WASHINGTON, D.C. — Mulvaney’s non-vote on Boehner draws attention
U.S. Rep. Mick Mulvaney declined Thursday to support giving fellow Republican John Boehner a second term as House speaker, joining 11 other Republican lawmakers who protested the Ohioan’s leadership.
On the first day of the new two-year session of Congress, Boehner was re-elected speaker with 220 votes, all Republican. Mulvaney, however, waged a silent protest.
Nine Republican lawmakers voted for someone other than Boehner, three of them backing Majority Leader Eric Cantor of Virginia. Mulvaney, by contrast, declined to vote for anyone.
After Mulvaney was sworn into his second House term, he left the chamber minutes before it was his turn to vote on speaker so he wasn’t in the hall when his name was called.
As the voting continued, Mulvaney re-entered the chamber. When his name was called again, he chose not to respond.
Mulvaney later declined to comment.
Mulvaney has been critical of Boehner in recent weeks. He was among dozens of House Republicans who last month forced Boehner to abandon his “Plan B” to avert the “fiscal cliff,” which would have increased taxes on annual household income of more than $1 million. He also was among 151 House Republicans who voted against the fiscal cliff deal passed earlier this week. Boehner voted for it.
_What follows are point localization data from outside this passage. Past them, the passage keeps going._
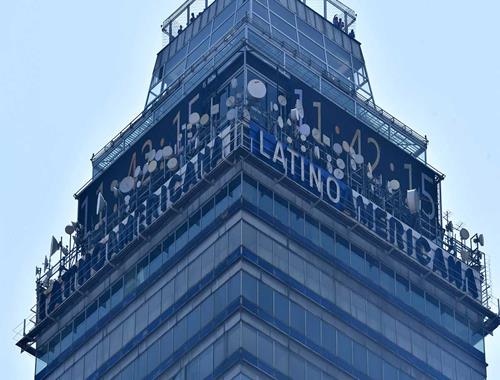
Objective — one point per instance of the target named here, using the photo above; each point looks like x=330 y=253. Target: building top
x=193 y=37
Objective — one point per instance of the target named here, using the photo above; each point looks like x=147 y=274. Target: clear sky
x=74 y=73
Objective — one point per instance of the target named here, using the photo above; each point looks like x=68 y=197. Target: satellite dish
x=215 y=109
x=172 y=163
x=126 y=184
x=282 y=100
x=152 y=166
x=69 y=229
x=167 y=151
x=464 y=234
x=339 y=174
x=204 y=119
x=231 y=114
x=280 y=122
x=346 y=146
x=337 y=148
x=305 y=130
x=316 y=134
x=413 y=200
x=340 y=163
x=449 y=226
x=257 y=88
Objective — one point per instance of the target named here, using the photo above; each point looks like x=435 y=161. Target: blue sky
x=73 y=74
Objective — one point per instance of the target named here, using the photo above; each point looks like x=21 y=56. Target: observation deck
x=200 y=34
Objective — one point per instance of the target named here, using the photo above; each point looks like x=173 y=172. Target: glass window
x=313 y=328
x=387 y=278
x=104 y=303
x=281 y=307
x=221 y=201
x=266 y=298
x=418 y=298
x=91 y=315
x=432 y=308
x=372 y=268
x=194 y=224
x=250 y=288
x=249 y=337
x=117 y=292
x=297 y=367
x=344 y=347
x=281 y=209
x=250 y=190
x=265 y=200
x=327 y=239
x=207 y=213
x=296 y=220
x=181 y=237
x=403 y=289
x=155 y=259
x=374 y=366
x=312 y=230
x=265 y=349
x=342 y=249
x=390 y=372
x=360 y=358
x=298 y=318
x=447 y=318
x=357 y=259
x=265 y=248
x=142 y=270
x=329 y=337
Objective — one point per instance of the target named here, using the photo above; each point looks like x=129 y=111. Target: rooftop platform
x=297 y=37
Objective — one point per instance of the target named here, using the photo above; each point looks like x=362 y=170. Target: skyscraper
x=262 y=218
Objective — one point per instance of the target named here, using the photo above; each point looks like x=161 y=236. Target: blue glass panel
x=297 y=220
x=344 y=347
x=250 y=288
x=266 y=298
x=342 y=249
x=298 y=318
x=387 y=278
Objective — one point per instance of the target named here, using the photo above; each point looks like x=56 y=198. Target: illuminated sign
x=333 y=191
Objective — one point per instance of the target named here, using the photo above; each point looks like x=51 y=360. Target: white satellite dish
x=280 y=122
x=346 y=146
x=172 y=163
x=337 y=148
x=230 y=101
x=204 y=119
x=339 y=174
x=69 y=229
x=316 y=134
x=231 y=114
x=413 y=200
x=167 y=151
x=194 y=118
x=257 y=88
x=137 y=171
x=126 y=184
x=305 y=130
x=340 y=163
x=282 y=100
x=159 y=155
x=215 y=109
x=152 y=166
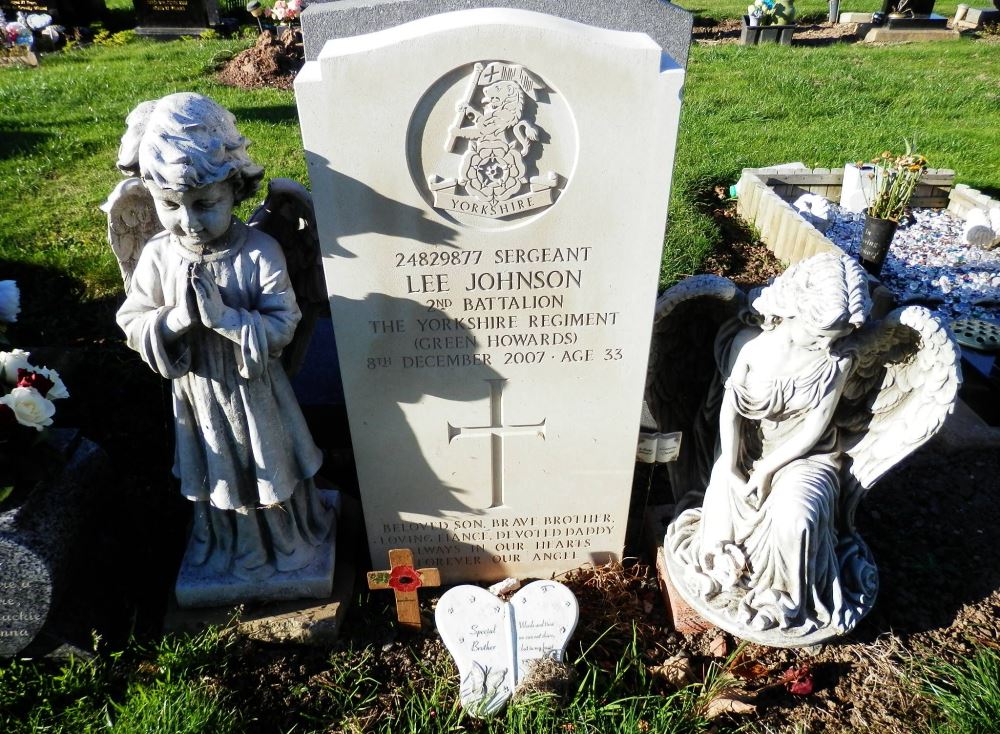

Rice sworn in, then votes for Boehner as speaker
New U.S. Rep. Tom Rice, R-Myrtle Beach, said it was a “like a dream” to be sworn in as South Carolina’s newest congressman Thursday. But Rice did not have time to savor that dream before voting on his first controversial issue.
Rice voted to re-elect fellow Republican John Boehner as speaker of the House after several Republicans criticized Boehner for his handling of the fiscal cliff negotiations.
“I understand people’s frustration, but I don’t think (Boehner) was the cause of it,” Rice said. “He’s a good man and comes from a working-class family, and I think his values are the same as most people in South Carolina. I look forward to working with him.”
Rice called his swearing-in as “the culmination of three years of work.”
“I am just so honored to be here, so honored by the people of the (new) 7th District and their trust in me,” he said. “I’m going to work very hard to live up to their trust.”
Clyburn confirmed for new FCC term
Mignon Clyburn, the daughter of third-ranking U.S. House Democrat James Clyburn of Columbia, has been confirmed for a new term on the Federal Communications Commission.
Originally nominated by President Barack Obama in 2009 for a partial term, Mignon Clyburn’s confirmation by the U.S. Senate Wednesday gives her a full term.
Mignon Clyburn, 50, was described in an article last year in Politico as an independent vote for consumers who has refused to tow either party or family lines. Since her appointment, she has been a tie-breaker and mediator on the commission, the article said.
Before her nomination to the commission, Mignon Clyburn was a member of the S.C. Public Service Commission for 11 years.
Looking ahead, she said she will work with Congress to ensure a federal communications policy “that keeps American consumers’ needs paramount.”